Their conclusion was aggregated by a modern misconception that vapors and gases could only be produced by volcanic activity.

Now, a four-year study of the area in the vicinity of the shrine is causing archaeologists and other authorities to revisit the notion that intoxicating fumes loosened the lips of the Pythia.

The study, reported in the August issue of Geology, reveals that two faults intersect directly below the Delphic temple. The study also found evidence of hallucinogenic gases rising from a nearby spring and preserved within the temple rock.

"Plutarch made the right observation," said Jelle De Boer, a geologist at Wesleyan University in Middletown, Connecticut, and co-author of the study. "Indeed, there were gases that came through the fractures."

Fractured Landscape

Greece sits at the confluence of three tectonic plates. The shifting of these plates continually stretches and uplifts the area, which is riddled with faults.

Several years ago, Greek researchers found a fault running east to west beneath the oracle's temple. De Boer and his colleagues discovered a second fault, which runs north to south. "Those two faults do cross each other, and therefore interact with each other, below the site," said De Boer.

Interactions of major faults make rock more permeable and create passages through which ground water and gases can travel and rise. From 70 to 100 million years ago, the limestone bedrock underlying the oracle's site lay below sea level, enriched with hydrocarbon deposits.

About every 100 years a major earthquake rattles the faults. The faults are heated by adjacent rocks and the hydrocarbon deposits stored in them are vaporized. These gases mix with ground water and emerge around springs.

De Boer conducted an analysis of these hydrocarbon gases in spring water near the site of the Delphi temple. He found that one is ethylene, which has a sweet smell and produces a narcotic effect described as a floating or disembodied euphoria.

"Ethylene inhalation is a serious contender for explaining the trance and behavior of the Pythia," said Diane Harris-Cline, a classics professor at The George Washington University in Washington, D.C.

"Combined with social expectations, a woman in a confined space could be induced to spout off oracles," she said.

According to traditional explanations, the Pythia derived her prophecies in a small, enclosed chamber in the basement of the temple. De Boer said that if the Pythia went to the chamber once a month, as tradition says, she could have been exposed to concentrations of the narcotic gas that were strong enough to induce a trance-like state.

Waning Power

The power of the Delphic oracle fluctuated and eventually lost favor as Christianity became the dominant religion of the land, said De Boer. Moreover, ancient legend suggests that the concentration of the vapors became weaker—possibly because the absence of a major earthquake failed to keep Earth's narcotic juices flowing.

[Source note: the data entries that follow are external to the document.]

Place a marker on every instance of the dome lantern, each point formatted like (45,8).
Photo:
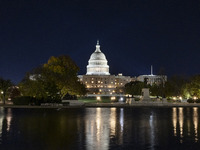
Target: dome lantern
(97,64)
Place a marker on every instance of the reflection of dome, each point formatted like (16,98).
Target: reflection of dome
(97,64)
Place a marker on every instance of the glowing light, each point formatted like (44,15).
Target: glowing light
(121,99)
(113,98)
(174,119)
(98,98)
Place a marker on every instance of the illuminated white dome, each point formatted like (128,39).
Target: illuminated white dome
(97,64)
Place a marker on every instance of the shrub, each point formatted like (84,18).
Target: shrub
(190,100)
(197,101)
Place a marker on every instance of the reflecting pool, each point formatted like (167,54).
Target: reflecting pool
(100,128)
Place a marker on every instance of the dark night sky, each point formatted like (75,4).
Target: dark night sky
(133,34)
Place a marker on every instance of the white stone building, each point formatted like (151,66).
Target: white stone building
(98,80)
(152,79)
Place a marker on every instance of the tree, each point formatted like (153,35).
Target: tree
(174,86)
(192,88)
(4,86)
(134,87)
(54,79)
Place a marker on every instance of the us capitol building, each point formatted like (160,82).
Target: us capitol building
(98,80)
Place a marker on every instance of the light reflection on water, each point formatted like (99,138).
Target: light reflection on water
(101,128)
(178,118)
(5,120)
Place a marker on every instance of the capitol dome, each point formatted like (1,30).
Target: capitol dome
(97,64)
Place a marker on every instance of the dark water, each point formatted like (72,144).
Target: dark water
(100,128)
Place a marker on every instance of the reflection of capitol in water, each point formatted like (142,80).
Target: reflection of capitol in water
(5,121)
(102,125)
(183,123)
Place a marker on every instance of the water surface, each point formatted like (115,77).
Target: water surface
(99,128)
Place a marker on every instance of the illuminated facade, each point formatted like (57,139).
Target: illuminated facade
(152,79)
(98,79)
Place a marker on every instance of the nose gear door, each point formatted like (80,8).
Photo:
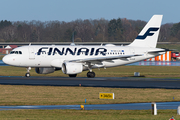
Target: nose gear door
(31,53)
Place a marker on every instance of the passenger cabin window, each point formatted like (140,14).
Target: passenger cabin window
(15,52)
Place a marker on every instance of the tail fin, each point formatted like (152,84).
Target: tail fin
(149,35)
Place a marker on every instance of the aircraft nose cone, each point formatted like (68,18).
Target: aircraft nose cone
(6,59)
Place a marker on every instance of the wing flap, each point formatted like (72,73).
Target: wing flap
(106,58)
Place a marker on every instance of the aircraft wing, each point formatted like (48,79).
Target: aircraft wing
(104,58)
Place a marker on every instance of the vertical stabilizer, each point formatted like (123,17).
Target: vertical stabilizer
(149,35)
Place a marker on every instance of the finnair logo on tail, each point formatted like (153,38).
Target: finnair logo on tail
(147,33)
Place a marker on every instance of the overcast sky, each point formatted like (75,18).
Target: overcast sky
(70,10)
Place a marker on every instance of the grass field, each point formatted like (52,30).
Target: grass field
(49,95)
(121,71)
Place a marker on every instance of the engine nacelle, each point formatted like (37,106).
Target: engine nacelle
(72,68)
(44,70)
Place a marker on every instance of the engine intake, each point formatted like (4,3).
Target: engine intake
(72,68)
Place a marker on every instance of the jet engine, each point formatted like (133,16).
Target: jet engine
(44,70)
(72,68)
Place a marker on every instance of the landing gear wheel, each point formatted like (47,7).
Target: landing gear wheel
(27,75)
(73,75)
(90,74)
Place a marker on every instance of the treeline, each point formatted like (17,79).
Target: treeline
(115,30)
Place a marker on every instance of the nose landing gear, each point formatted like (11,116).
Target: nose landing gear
(28,72)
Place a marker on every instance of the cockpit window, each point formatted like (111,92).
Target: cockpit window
(12,52)
(15,52)
(20,52)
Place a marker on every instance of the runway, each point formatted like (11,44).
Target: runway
(113,82)
(126,106)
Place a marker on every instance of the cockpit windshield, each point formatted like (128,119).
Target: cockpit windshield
(15,52)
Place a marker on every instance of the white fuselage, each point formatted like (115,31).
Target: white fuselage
(54,56)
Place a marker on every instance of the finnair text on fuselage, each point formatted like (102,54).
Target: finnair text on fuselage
(73,51)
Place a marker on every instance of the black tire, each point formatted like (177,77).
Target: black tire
(73,75)
(27,75)
(90,74)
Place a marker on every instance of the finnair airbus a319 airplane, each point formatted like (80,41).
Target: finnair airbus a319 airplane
(75,59)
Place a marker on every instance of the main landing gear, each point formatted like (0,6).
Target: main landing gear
(90,74)
(73,75)
(28,72)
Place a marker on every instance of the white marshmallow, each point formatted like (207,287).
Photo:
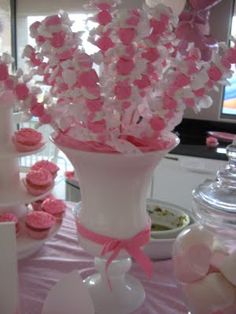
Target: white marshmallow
(228,268)
(210,294)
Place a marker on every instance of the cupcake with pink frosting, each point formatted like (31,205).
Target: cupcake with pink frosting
(38,181)
(38,224)
(27,140)
(9,217)
(48,165)
(36,205)
(54,207)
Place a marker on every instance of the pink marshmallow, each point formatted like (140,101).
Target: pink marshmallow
(228,268)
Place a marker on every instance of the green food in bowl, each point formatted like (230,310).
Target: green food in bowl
(167,220)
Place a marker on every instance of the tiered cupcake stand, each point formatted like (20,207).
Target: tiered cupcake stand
(14,197)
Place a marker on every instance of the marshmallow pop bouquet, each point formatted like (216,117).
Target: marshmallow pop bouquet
(113,112)
(126,97)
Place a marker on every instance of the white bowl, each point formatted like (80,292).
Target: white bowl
(168,220)
(160,248)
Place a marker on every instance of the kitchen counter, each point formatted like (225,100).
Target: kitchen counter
(201,151)
(193,134)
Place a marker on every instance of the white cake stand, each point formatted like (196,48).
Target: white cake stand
(14,196)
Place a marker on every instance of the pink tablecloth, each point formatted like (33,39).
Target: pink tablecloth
(62,254)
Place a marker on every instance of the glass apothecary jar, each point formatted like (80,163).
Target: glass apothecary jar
(205,253)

Today, the water that helped transport the gases to the Delphic temple is tapped and siphoned above the temple to supply the modern town of Delphi.

The work by De Boer and his colleagues is an example of modern science helping archaeologists understand how ancient peoples lived. Another example among the ancient Greeks is the belief in Poseidon as the god of the sea and earthquakes. According to Harris-Cline, modern science associates the two with tectonic movement deep under the sea.

"Our scientific techniques are just beginning to detect the natural phenomena which the Greeks celebrated and appreciated 2,500 years ago with ritual activities at these special places," she said.